Ownership. By Logix Inc. shall be the sole owner of all intellectual property, and all derivatives thereof, that By Logix Inc. may develop in the course of providing the Products and Services. Each party to this Agreement retains exclusive ownership and rights in its trade secrets, inventions, copyrights, and other intellectual property. Upon termination of the Agreement, Client agrees to promptly release any Internet protocol numbers, addresses, or address blocks assigned to Client in connection with the Products and Services.

Client Hardware. By Logix Inc. acknowledges and agrees that the hardware provided by Client to By Logix Inc. to be used in connection with any Products and Services (the 'Client Hardware') is the property of Client and shall be tagged and identified as such. By Logix Inc. shall not pledge, hypothecate or otherwise encumber the Client Hardware in any way and upon demand by Client shall surrender the Client Hardware to Client, unless Client fails to remove such Client Hardware as provided for in Section 4 above.

Third-Party Beneficiaries. There shall be no third party beneficiaries to the Agreement, including Clients, employees, agents, or insurers.

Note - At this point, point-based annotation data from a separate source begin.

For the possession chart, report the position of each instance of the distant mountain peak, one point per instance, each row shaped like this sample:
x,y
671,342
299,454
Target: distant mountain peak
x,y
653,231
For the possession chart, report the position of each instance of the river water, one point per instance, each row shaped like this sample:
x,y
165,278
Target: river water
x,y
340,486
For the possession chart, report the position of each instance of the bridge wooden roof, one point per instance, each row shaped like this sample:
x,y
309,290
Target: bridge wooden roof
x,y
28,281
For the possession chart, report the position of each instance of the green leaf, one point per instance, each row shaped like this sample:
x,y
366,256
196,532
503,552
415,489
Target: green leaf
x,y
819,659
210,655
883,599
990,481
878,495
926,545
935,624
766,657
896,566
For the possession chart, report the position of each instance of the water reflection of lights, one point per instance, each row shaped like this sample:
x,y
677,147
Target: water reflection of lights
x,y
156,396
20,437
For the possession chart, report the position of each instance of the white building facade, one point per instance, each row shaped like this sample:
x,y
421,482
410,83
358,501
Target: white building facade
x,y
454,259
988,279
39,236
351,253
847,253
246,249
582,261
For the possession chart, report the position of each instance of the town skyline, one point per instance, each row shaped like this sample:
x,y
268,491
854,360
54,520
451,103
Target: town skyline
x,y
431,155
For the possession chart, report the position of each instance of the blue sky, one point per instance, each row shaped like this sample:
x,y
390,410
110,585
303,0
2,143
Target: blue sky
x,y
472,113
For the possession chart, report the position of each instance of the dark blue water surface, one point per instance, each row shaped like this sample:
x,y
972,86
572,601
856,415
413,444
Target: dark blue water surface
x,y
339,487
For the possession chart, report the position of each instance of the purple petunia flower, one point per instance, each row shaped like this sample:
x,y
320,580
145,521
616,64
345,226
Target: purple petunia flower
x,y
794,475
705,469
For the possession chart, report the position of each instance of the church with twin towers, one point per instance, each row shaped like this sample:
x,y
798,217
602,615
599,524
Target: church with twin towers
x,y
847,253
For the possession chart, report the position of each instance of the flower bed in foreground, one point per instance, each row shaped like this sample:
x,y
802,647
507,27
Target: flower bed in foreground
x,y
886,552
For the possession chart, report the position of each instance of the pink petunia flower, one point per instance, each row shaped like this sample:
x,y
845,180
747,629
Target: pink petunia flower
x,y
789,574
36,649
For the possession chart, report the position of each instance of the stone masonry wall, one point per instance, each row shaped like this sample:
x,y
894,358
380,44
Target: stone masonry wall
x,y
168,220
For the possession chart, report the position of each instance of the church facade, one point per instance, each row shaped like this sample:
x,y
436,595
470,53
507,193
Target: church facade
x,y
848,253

Assignment. This Agreement shall not be assignable by Client without By Logix Inc.'s prior written consent. By Logix Inc. may assign the Agreement in whole or in part upon written notice to Client. This Agreement shall be binding upon and accrue to the benefit of any permitted assignee, and any such assignee shall agree to perform the obligations of the assignor.

Governing Law, Jurisdiction, Venue. The laws of the State of California and the United States shall govern this agreement. The Venue is the Ventura Superior Court located in Ventura, California.